The purpose of this article is to suggest that we have much to learn from the past. In some professions there are groups of workers (such as medical historians) who quite explicitly study past practice to see what can be learnt from it. As far as I am aware, we tend to move forward in child care, unworried by any messages from the past. We risk repeating old mistakes and failing to learn from our predecessors.

This article is the first of a series. In the next half dozen articles, we shall look at specific lessons from the past. I shall be describing what I have learnt from my study of past case files, and Chris Durkin of the University of Northampton will be adding a commentary on current practice and teaching.


The cases with which I have dealt do not constitute a research sample, and I make no claim for the validity of the opinions in these articles beyond them being impressions built up in my experience as expert witness. Nonetheless, the impressions may be pointers for some more systematic research and indicators of what could be learnt.

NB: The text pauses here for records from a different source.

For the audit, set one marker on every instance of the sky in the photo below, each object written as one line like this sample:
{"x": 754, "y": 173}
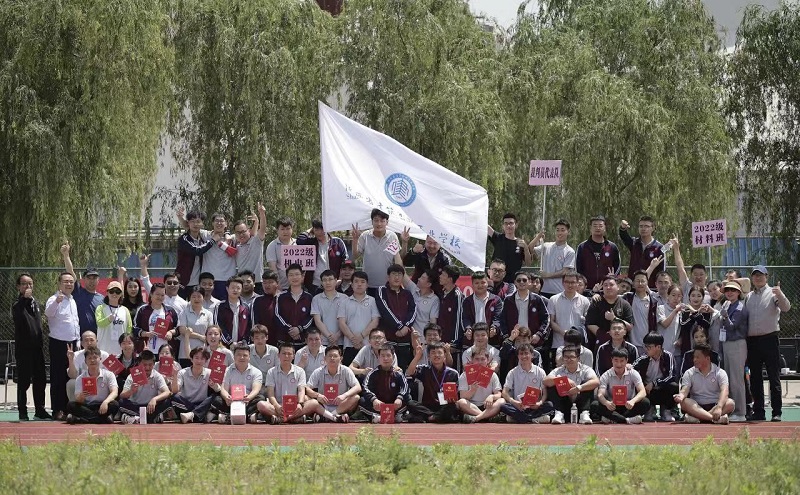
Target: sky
{"x": 727, "y": 13}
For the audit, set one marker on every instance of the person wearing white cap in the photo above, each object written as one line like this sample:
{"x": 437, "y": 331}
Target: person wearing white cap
{"x": 733, "y": 338}
{"x": 765, "y": 305}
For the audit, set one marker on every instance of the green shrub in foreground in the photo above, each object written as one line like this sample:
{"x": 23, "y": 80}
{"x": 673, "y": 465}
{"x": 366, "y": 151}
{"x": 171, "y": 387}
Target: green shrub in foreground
{"x": 371, "y": 464}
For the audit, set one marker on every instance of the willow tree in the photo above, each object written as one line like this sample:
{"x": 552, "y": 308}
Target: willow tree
{"x": 427, "y": 74}
{"x": 628, "y": 94}
{"x": 764, "y": 110}
{"x": 83, "y": 87}
{"x": 248, "y": 77}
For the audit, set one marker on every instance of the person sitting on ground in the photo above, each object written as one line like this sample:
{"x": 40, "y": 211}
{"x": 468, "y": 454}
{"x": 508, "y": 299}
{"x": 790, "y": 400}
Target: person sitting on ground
{"x": 480, "y": 335}
{"x": 241, "y": 372}
{"x": 333, "y": 389}
{"x": 704, "y": 390}
{"x": 574, "y": 338}
{"x": 385, "y": 385}
{"x": 190, "y": 397}
{"x": 433, "y": 406}
{"x": 479, "y": 403}
{"x": 99, "y": 407}
{"x": 604, "y": 352}
{"x": 657, "y": 369}
{"x": 582, "y": 382}
{"x": 282, "y": 381}
{"x": 619, "y": 375}
{"x": 154, "y": 395}
{"x": 519, "y": 379}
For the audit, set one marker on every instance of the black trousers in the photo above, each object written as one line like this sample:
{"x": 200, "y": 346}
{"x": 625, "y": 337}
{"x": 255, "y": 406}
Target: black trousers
{"x": 621, "y": 413}
{"x": 58, "y": 374}
{"x": 763, "y": 351}
{"x": 90, "y": 412}
{"x": 30, "y": 371}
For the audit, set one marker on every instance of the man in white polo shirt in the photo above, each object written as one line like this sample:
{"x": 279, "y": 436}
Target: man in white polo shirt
{"x": 704, "y": 390}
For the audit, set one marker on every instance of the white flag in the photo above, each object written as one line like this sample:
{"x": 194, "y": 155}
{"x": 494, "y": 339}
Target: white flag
{"x": 363, "y": 169}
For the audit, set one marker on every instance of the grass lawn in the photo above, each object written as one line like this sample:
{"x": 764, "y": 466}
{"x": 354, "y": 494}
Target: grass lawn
{"x": 377, "y": 465}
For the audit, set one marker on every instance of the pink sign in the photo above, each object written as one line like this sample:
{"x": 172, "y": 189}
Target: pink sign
{"x": 709, "y": 233}
{"x": 545, "y": 173}
{"x": 305, "y": 256}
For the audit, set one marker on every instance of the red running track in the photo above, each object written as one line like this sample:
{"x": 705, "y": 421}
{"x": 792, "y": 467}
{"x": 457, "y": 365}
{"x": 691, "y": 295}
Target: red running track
{"x": 38, "y": 433}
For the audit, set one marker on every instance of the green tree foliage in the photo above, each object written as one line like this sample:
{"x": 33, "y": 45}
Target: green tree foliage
{"x": 247, "y": 78}
{"x": 83, "y": 87}
{"x": 627, "y": 93}
{"x": 763, "y": 106}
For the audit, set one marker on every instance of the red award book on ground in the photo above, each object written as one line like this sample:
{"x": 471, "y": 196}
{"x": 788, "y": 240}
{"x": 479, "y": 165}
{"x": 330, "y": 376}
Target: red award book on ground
{"x": 113, "y": 364}
{"x": 562, "y": 385}
{"x": 531, "y": 397}
{"x": 387, "y": 413}
{"x": 450, "y": 390}
{"x": 484, "y": 376}
{"x": 619, "y": 395}
{"x": 471, "y": 371}
{"x": 161, "y": 328}
{"x": 331, "y": 391}
{"x": 217, "y": 373}
{"x": 165, "y": 365}
{"x": 138, "y": 375}
{"x": 237, "y": 392}
{"x": 89, "y": 384}
{"x": 217, "y": 358}
{"x": 289, "y": 406}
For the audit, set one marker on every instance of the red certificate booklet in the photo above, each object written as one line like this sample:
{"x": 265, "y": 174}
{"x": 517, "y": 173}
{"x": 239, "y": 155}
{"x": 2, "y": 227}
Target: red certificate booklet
{"x": 331, "y": 391}
{"x": 562, "y": 385}
{"x": 89, "y": 384}
{"x": 471, "y": 371}
{"x": 165, "y": 365}
{"x": 531, "y": 397}
{"x": 289, "y": 406}
{"x": 237, "y": 392}
{"x": 619, "y": 395}
{"x": 161, "y": 328}
{"x": 450, "y": 390}
{"x": 138, "y": 375}
{"x": 113, "y": 364}
{"x": 217, "y": 373}
{"x": 387, "y": 413}
{"x": 484, "y": 376}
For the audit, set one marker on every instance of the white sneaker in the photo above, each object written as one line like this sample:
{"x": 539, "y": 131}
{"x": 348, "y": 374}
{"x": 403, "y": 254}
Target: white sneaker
{"x": 723, "y": 420}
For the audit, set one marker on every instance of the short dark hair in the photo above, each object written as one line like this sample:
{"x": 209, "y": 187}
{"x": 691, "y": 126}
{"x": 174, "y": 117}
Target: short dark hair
{"x": 195, "y": 214}
{"x": 621, "y": 352}
{"x": 654, "y": 338}
{"x": 378, "y": 213}
{"x": 147, "y": 355}
{"x": 395, "y": 268}
{"x": 452, "y": 271}
{"x": 284, "y": 222}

The one common factor in all the cases is that the claimants felt sufficiently aggrieved to be seeking damages. Closely linked with this, there are elements which are common to many cases, such as the complexity of the social work problems, the horrendous experiences of abuse and memories of childhood suffered by the claimants, and their ongoing problems into adulthood.

In view of the complaints made in the claims, one might expect that a common element in the cases would be poor professional practice, and indeed in some there was appalling practice, but frequently there was good or even excellent practice. Very often the files show that there was consistent good practice for many years, but maybe a brief spell during which standards lapsed.

It is one of the features of social work and social care that good practice does not guarantee success from the clients’ viewpoint. The clients may have lost their childhood and their consequent experiences as adults may be truly awful, but this does not necessarily mean that the people who worked with them were performing badly. Success depends on a variety of factors, including the attitudes of the people using the service, the way they did (or did not) get on with key figures such as social workers or foster carers, and maybe even pure chance, since some people do seem to have more than their share of misfortune.


It will be appreciated that none of the cases with which I have dealt will be identifiable in the series of articles, and the local authorities, voluntary agencies and former children in care will be nameless. It is the general issues which are important as the learning points, to ensure that we achieve best practice in the future.